The House of Representatives recently just voted on a bill that would require the U.S. to remove its forces from Libya on the basis of the War Powers Act, arguing that the President had not received the Congressional go-ahead to keep the military in hostilities past a certain time threshhold. It earned the votes of 148 Congressmen of 435, 87 Republicans and 61 Democrats. The media presented it as demonstrating the muscles of the Tea Party libertarians defending congressional prerogatives against executive encroachment in true Jeffersonian tradition. I call bullshit and I have the crude data to prove it. Actually anyone with web access and a calculator could do the same.

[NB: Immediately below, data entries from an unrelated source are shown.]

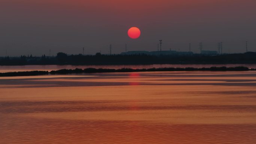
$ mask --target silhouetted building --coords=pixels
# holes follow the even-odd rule
[[[177,56],[190,55],[193,54],[192,52],[177,52],[174,50],[165,50],[165,51],[154,51],[152,52],[148,52],[147,51],[133,51],[127,52],[122,52],[121,55],[134,55],[145,54],[150,55],[172,55]]]
[[[127,52],[122,52],[122,55],[148,55],[149,52],[147,51],[131,51]]]

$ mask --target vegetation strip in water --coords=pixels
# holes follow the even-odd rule
[[[85,69],[76,68],[74,70],[62,69],[58,70],[48,71],[19,71],[0,73],[0,77],[11,77],[17,76],[32,76],[55,74],[70,74],[83,73],[124,73],[146,71],[246,71],[256,70],[256,68],[251,68],[244,67],[211,67],[210,68],[193,68],[187,67],[152,68],[148,69],[136,69],[124,68],[119,69],[88,68]]]

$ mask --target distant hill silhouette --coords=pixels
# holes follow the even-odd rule
[[[43,55],[42,57],[32,55],[19,57],[0,58],[0,65],[137,65],[151,64],[256,64],[256,52],[205,55],[193,54],[186,55],[138,55],[82,54],[68,55],[63,52],[55,57]]]

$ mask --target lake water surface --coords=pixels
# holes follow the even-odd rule
[[[0,144],[255,144],[256,72],[0,77]]]

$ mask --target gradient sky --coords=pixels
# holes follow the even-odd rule
[[[128,50],[256,51],[255,0],[0,0],[0,56]],[[137,27],[141,37],[127,31]]]

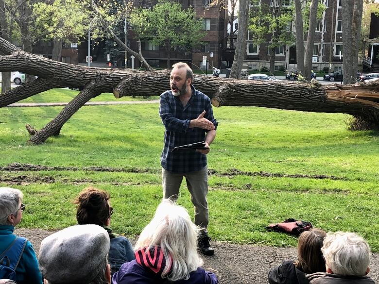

I am always skeptical of these institutional arguments, having encountered them in my research. A common refrain in the literature on the domestic politics of the creation of the League of Nations, the UN, and NATO is that opponents were defending legislative rights. The truth is that these were almost always just cudgels for those who opposed the idea behind the treaties. If you don’t want to participate in collective security, you can tell the world to go to hell, or you can say that the President does not have the authority to make that commitment. Or you can say both. Most said both, but the latter was a disingenuous argument. In politics! Yes, I’m sorry. It’s true. Look away, child. Look away.
Of the 87 Republicans who voted for this bill, only 17 also voted against the extension of the Patriot Act. That’s only 20%. I personally do not get really vexed about whether the government knows what I check out at the library or listens to me on the phone, although I respect those who do. I am not checking out the Anarchist Cookbook and almost all my phone calls concern what to pick up at the grocery store. But if there is a true libertarian litmus test, that’s it. There are very few genuine libertarians in the world and even in the Tea Party. Not wanting to extend healthcare benefits to the uninsured does not make you a libertarian– it makes you a dick. I will give the genuinely libertarian House members a shout out, those who voted against the Patriot Act and for this bill (Amas, Bartlett, Brown, Campbell, Duncan(TN), Gibson, Johnson(IL), Jones, Kingston, Labrador, Mack, McClintock, Paul, Rose, Schweikert, Woodall, Young(AK). At least you have principles.
What this really boils down to is either 1) straight partisanship (giving Obama a hard time), or 2) ideological opposition anything that smacks of humanitarianism as not being in the national interest. I would put my money on #2. It is consistent with the impulse of Republicans of all types, libertarian or otherwise, which is not to care much about non-Americans. That is not necessarily a bad thing, mind you. Not everyone is an idealist in foreign affairs. So I wish they would just say it, Michele Bachmann style instead of hiding behind some red herring about the Constitution.
The Democrats who voted for were somewhat disingenous too. I think they genuinely don’t like executive power over foreign policy and war-making, but I think mostly they don’t like war. This was the left wing of the party. But at least they voted against the Patriot Act extension (although probably not against the health care act. Like I said, there are very few libertarians).